Photo 1. Launch of Los Niños touring exhibition at the University of Southampton on the first day of the Conference 'Coming Home - Conflict and Return Migration in 20th century Europe (1-3 April 2009)’
The recordings and any related material such as photographs and documents will form a permanent public archive at the Special Collections of the University of Southampton Hartley Library. This oral archive will eventually be joined by the archive of the Basque Children of ’37 Association UK that is also to be deposited at the University of Southampton in the near future.

Photo 2. Some volunteers and supporters of Los Niños Oral History Project at the exhibition launch (Southampton, 1 April 2009).
This project also aims to disseminate this lesser known story to a wider audience through a touring exhibition, a popular publication, a website with images and sound extracts and an educational resource pack with a DVD and a book of activities to be used in secondary education.
The touring exhibition was launched during the Coming Home: Conflict and Return Migration conference that was held at the University of Southampton between 1-3 April 2009. Over the next year it will be displayed at a variety of venues across the region to raise awareness of this largely forgotten event in the history of Spain and the UK.
The conception of this project stems from the ideas that were generated amongst a group of niños, researchers and representatives of community groups and institutions following a successful symposium, Exploring the Experience of Exile, in 2007, which brought together surviving niños, their children, and present-day refugees. This symposium, held as part of a series of events to commemorate the 70th anniversary of the evacuation and arrival of the niños in Southampton, highlighted the urgency to record these memories before it was too late (for a report on this symposium in IOHA newsletter see issue Vol 16:2 June 2008).
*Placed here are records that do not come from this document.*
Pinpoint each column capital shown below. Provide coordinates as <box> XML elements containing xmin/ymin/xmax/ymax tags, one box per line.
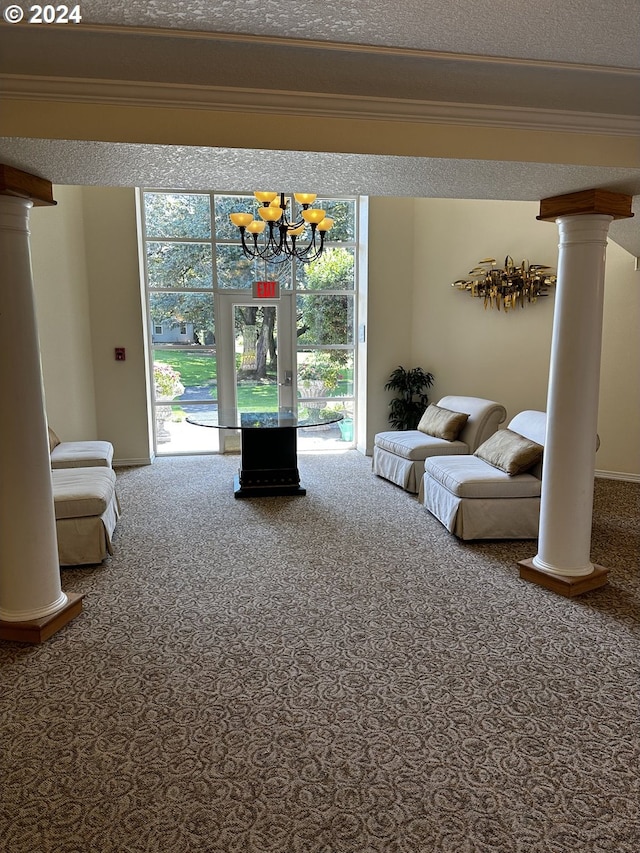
<box><xmin>0</xmin><ymin>163</ymin><xmax>56</xmax><ymax>207</ymax></box>
<box><xmin>537</xmin><ymin>188</ymin><xmax>632</xmax><ymax>222</ymax></box>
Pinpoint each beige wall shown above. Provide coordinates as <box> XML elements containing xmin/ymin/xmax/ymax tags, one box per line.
<box><xmin>31</xmin><ymin>186</ymin><xmax>151</xmax><ymax>464</ymax></box>
<box><xmin>365</xmin><ymin>198</ymin><xmax>416</xmax><ymax>444</ymax></box>
<box><xmin>81</xmin><ymin>187</ymin><xmax>151</xmax><ymax>464</ymax></box>
<box><xmin>599</xmin><ymin>239</ymin><xmax>640</xmax><ymax>477</ymax></box>
<box><xmin>410</xmin><ymin>198</ymin><xmax>556</xmax><ymax>414</ymax></box>
<box><xmin>30</xmin><ymin>185</ymin><xmax>97</xmax><ymax>439</ymax></box>
<box><xmin>29</xmin><ymin>188</ymin><xmax>640</xmax><ymax>478</ymax></box>
<box><xmin>407</xmin><ymin>198</ymin><xmax>640</xmax><ymax>478</ymax></box>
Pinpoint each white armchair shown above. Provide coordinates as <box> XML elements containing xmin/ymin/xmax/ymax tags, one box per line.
<box><xmin>372</xmin><ymin>395</ymin><xmax>507</xmax><ymax>494</ymax></box>
<box><xmin>421</xmin><ymin>410</ymin><xmax>547</xmax><ymax>540</ymax></box>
The Niños Project now represents a further step in the collaborative and enriching ethos that emerged between academia and community at that symposium.
Padmini Broomfield and Alicia Pozo-Gutiérrez
e-mail: A.POZO-GUTIERREZ@soton.ac.uk
UNITED STATES
Following the Steps of Gamio: Mexican Immigrants in California. [Los Pasos de Gamio: Cultura y Migración Mexicana en los Estados Unidos].
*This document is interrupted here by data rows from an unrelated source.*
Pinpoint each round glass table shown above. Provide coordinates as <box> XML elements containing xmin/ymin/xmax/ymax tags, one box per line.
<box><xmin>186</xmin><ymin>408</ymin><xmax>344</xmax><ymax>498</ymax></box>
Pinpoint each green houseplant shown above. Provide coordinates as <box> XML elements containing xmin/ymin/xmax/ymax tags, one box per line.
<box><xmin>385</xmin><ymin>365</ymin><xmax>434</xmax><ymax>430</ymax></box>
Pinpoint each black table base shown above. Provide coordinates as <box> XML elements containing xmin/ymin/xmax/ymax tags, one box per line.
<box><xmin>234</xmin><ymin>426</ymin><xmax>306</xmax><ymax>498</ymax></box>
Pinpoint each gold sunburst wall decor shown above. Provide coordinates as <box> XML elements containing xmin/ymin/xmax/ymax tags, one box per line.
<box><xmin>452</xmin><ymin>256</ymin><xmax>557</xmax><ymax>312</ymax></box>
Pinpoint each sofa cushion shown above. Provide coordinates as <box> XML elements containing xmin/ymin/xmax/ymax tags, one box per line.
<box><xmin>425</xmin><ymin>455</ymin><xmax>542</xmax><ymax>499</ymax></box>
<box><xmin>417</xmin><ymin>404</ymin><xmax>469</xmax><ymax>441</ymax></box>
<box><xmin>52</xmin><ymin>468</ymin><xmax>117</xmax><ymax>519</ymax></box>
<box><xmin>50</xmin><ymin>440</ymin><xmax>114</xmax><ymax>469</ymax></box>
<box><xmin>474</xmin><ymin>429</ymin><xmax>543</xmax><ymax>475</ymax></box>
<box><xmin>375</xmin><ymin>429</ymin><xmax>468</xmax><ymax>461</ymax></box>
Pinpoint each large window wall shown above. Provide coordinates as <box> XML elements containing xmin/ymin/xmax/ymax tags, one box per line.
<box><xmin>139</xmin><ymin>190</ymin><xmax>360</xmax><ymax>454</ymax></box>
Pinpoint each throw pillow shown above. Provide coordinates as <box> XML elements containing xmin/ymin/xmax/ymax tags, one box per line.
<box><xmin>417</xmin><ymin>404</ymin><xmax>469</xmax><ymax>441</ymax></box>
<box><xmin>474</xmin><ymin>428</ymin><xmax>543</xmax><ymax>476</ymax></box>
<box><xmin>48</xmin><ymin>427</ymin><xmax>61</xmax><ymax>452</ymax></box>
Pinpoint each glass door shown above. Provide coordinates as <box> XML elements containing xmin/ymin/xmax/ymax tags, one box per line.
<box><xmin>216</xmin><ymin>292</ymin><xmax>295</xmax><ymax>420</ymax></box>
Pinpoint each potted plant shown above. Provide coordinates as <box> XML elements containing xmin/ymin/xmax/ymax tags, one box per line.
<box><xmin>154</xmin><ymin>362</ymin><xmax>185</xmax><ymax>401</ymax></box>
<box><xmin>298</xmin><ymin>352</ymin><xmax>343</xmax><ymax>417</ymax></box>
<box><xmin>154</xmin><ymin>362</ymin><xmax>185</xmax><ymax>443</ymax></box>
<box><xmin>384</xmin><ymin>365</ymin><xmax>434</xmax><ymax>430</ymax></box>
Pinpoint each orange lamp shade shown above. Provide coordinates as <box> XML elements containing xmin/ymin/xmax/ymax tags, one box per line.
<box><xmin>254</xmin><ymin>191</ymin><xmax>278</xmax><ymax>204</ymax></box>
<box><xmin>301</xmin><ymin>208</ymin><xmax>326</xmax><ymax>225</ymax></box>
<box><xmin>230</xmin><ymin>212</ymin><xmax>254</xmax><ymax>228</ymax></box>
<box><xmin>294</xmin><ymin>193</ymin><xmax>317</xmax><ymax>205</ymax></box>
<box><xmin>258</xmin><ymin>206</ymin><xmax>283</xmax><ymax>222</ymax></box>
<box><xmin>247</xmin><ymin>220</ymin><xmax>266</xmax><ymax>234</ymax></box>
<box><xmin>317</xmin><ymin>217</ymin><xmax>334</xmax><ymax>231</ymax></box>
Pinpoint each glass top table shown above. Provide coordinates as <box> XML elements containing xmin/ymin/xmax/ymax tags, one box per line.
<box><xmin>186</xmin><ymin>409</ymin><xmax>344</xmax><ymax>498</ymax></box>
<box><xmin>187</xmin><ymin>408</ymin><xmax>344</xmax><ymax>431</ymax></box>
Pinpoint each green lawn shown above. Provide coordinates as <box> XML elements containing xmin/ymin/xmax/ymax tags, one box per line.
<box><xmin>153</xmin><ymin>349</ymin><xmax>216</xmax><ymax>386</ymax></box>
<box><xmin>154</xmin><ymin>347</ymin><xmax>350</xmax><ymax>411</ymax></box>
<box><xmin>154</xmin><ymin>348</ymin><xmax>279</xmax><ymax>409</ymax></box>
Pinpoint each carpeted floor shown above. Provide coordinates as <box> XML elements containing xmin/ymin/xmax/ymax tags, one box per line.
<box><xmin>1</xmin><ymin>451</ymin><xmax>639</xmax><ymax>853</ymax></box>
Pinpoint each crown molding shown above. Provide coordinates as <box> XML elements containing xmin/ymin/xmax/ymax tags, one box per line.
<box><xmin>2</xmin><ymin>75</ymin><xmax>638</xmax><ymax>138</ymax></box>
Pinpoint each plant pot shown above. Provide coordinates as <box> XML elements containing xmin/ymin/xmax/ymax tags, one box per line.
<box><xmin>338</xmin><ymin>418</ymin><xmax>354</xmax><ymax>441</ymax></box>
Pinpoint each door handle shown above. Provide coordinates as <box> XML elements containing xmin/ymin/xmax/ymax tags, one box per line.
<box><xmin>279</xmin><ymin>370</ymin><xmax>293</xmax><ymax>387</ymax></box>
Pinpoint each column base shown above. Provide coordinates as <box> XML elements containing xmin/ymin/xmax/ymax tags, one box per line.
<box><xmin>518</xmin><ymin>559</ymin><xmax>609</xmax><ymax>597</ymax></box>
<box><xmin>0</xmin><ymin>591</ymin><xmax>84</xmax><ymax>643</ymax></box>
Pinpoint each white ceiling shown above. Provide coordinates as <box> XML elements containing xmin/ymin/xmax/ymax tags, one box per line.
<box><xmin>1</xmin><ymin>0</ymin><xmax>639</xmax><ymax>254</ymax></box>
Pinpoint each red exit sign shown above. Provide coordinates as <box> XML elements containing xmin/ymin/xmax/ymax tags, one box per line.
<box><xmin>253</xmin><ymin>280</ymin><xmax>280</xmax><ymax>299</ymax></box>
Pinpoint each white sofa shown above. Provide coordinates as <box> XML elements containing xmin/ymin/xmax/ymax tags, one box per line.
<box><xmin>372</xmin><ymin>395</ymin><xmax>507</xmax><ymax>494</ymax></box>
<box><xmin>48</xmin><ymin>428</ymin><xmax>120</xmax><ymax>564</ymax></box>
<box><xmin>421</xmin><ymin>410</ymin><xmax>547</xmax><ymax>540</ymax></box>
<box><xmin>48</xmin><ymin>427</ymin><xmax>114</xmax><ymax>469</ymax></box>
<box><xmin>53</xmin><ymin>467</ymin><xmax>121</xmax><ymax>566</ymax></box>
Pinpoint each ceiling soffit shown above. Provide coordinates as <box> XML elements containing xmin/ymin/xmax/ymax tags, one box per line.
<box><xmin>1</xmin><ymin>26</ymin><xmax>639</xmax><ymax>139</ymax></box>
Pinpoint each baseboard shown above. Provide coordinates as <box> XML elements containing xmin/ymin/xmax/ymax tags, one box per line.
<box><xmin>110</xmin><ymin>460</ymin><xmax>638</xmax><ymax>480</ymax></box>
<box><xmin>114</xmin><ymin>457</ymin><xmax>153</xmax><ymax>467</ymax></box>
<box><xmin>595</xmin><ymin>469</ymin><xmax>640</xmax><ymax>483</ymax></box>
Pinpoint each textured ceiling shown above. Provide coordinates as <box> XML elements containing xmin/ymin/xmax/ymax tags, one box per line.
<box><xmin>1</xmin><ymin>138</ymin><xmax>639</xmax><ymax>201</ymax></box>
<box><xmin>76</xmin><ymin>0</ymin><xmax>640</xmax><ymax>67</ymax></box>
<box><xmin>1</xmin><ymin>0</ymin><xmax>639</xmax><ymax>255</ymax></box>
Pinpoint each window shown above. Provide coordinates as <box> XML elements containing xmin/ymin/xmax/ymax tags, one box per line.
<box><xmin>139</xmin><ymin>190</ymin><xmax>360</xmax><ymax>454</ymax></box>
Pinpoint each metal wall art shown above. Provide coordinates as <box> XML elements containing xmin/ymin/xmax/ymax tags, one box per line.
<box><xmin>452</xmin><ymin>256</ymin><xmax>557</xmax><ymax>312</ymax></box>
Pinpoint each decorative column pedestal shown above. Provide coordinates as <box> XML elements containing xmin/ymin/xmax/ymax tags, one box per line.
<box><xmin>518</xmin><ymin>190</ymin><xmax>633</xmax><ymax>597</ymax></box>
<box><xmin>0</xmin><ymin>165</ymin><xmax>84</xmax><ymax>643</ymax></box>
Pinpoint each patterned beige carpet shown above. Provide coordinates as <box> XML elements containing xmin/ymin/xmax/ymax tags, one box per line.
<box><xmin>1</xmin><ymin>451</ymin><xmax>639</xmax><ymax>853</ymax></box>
In the year of 1930 Manuel Gamio, one of the most salient Mexican anthropologists of the 20th Century, published the results of his research project documenting the experience of Mexican immigrants in the US (Gamio, 1971[1930]). The oral histories collected by faculty and students associated to this project revisit the different aspects of migration explored by Gamio.
Mirroring the work of Gamio has the potential to illuminate not only what has changed throughout the decades, but to show in what fundamental ways we conceptualize the question of migration, culture and memory differently today. To look back at the work of Gamio today is interesting too because when he was publishing his book –not unlike today- the US was facing a major economic recession that brought migrants to the forefront of the political life and public imagination. The hardships of the Great Depression are often related to stories of forced migration and strained social relationships. As we enter now into a likely period of depression of global proportions, the review becomes pertinent and timely.
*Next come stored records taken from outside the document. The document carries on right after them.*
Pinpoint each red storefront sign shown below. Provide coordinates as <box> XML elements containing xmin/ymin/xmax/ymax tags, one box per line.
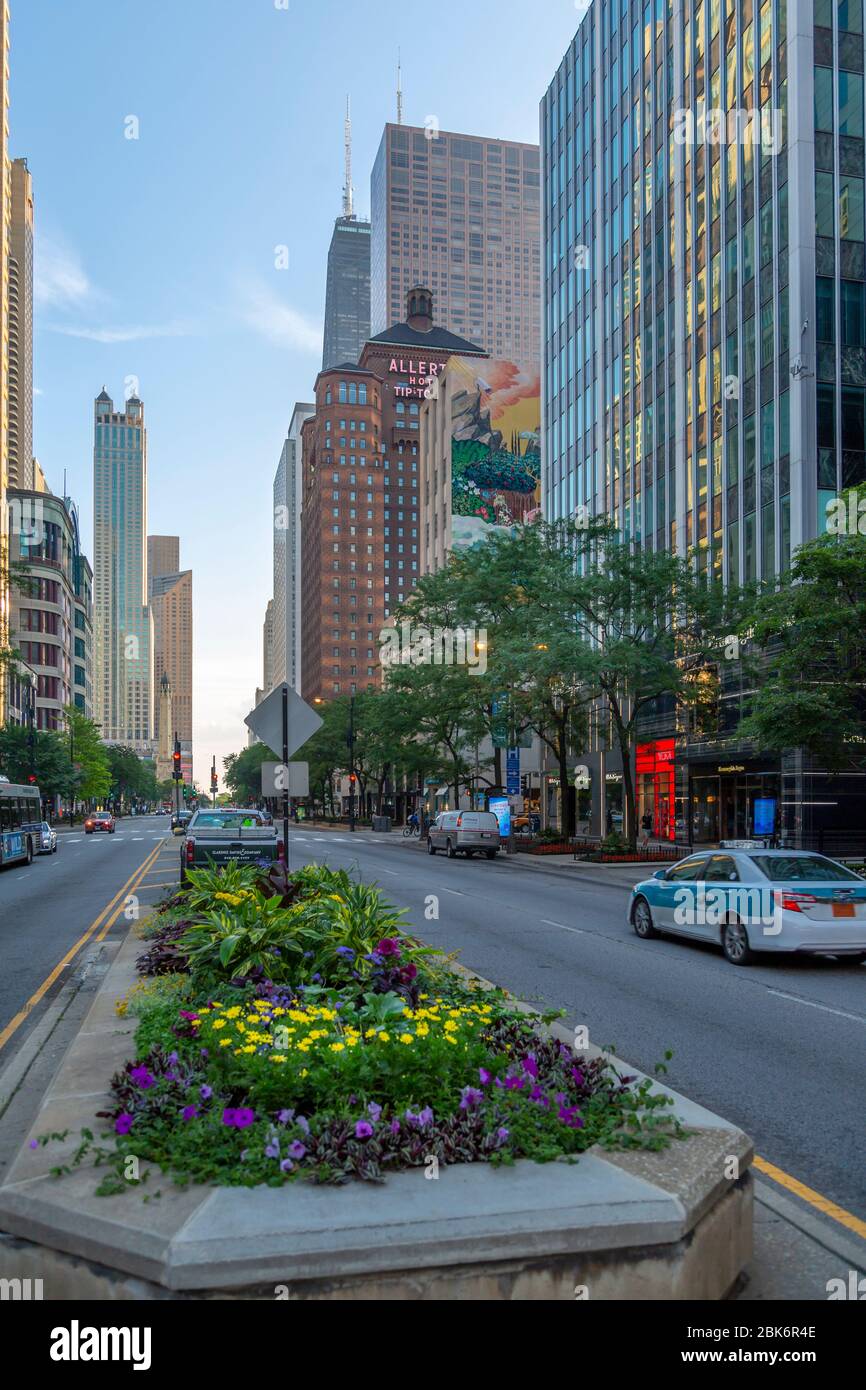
<box><xmin>636</xmin><ymin>738</ymin><xmax>676</xmax><ymax>841</ymax></box>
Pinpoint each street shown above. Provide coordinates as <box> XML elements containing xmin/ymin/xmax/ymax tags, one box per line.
<box><xmin>0</xmin><ymin>816</ymin><xmax>176</xmax><ymax>1052</ymax></box>
<box><xmin>283</xmin><ymin>830</ymin><xmax>866</xmax><ymax>1233</ymax></box>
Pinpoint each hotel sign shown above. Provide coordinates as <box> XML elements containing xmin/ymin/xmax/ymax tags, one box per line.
<box><xmin>389</xmin><ymin>358</ymin><xmax>444</xmax><ymax>399</ymax></box>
The stories cover different aspects such as the process of integration into the host culture, entrepreneurial experiences, labor history and family. I have selected a case of an immigrant from the state of Jalisco who decided to write his experience and vision of the world for present and future generations in a book that he entitled Atomorfósica. His manuscript painstakingly written by hand, is a collection of stories, philosophical views and contentions on science that speak of a world view marked by the experience of migration and trans-cultural life. His life story is a reminder of how Mexican immigration has intertwined culturally, politically and economically the two nations to a degree that was unimaginable at the time the Mexican anthropologist was conducting his research.